After many rehearsals, the cast embarked on what felt like an actual re-enactment of D-Day, including Fortin's brave rescue of the innkeeper's young son. Miraculously, the sequence went almost without a hitch.

Then, to Lelouch's dismay, only days later, a mysterious fire burned the inn, a huge and complex set containing innumerable props and pieces of technical materials, to the ground. In the midst of his shock, though, the director managed to film the destruction and, ultimately, to use it in the movie.

Initially, Belmondo's character takes revenge on his past by buying, 50 years later, the inn where he and his mother suffered so many years before. But after the fire destroyed his set, Lelouch thought further about the scene. He realized that no man would choose to live where he had endured such a cruel childhood, and that he had to look elsewhere for an ending to "Les Miserables."

He reflects, "Everything is cruel before becoming simple. I told myself that if the inn burned after everything to that point had been filmed, it's because it was time to change the set. In other words, the end of the film could not take place there.

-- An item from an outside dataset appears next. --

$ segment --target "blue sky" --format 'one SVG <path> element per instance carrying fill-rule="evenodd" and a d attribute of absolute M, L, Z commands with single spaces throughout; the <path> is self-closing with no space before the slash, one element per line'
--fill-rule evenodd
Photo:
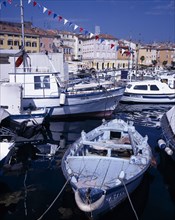
<path fill-rule="evenodd" d="M 20 0 L 12 0 L 12 4 L 6 6 L 2 4 L 4 1 L 8 0 L 0 0 L 0 20 L 20 22 Z M 99 26 L 101 33 L 119 39 L 175 42 L 174 0 L 31 0 L 30 4 L 23 0 L 23 4 L 24 19 L 32 21 L 34 26 L 73 31 L 72 26 L 53 18 L 56 13 L 92 33 L 95 26 Z M 43 7 L 47 8 L 45 13 Z"/>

"It was at that moment that the beach of Adam Isle came to my memory, where I had learned to swim as a child, where my parents had sent me to summer camp. I remembered that beach, its bathing huts, its pedal boats, and I said to myself, 'If only it still exists! ' So I left in the middle of the night, arrived early in the morning, and jumped for joy upon seeing that it had not changed. Everything was exactly as I had remembered it!"

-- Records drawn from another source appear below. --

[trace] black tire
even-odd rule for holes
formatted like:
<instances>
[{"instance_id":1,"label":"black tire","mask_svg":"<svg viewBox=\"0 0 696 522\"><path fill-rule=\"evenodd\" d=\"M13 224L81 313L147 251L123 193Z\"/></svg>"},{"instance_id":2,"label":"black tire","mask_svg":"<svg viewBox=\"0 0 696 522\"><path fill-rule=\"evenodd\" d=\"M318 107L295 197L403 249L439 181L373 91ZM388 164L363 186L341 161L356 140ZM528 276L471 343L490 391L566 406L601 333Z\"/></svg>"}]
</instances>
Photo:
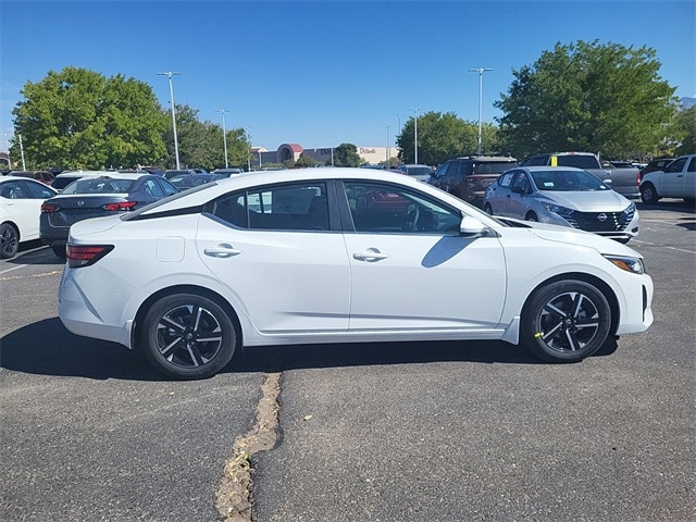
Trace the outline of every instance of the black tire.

Lelouch re-wrote the ending of the movie so that Fortin, at the end of the war, is able to buy and run the inn at Adam Isle, establishing a safe place for the Ziman family to re-unite and for the surviving "Miserables" to complete their story, with the now-grown Salome marrying Marius and the family happily celebrating.

"Today," says Lelouch, "I think that this ending in Adam Isle was destined, because it makes the story swing to another level. I feel that the hero swept his past aside to live something else, without regret.

"And at the same time, I am closer to Hugo's novel because, at the end of the book, Valjean also finds peace, although it is at his deathbed. Hugo's Valjean forgot his anger, and my Fortin dances to the happiness of his proteges, and it's good. "After thirty-four films, I am dedicated to filming hope."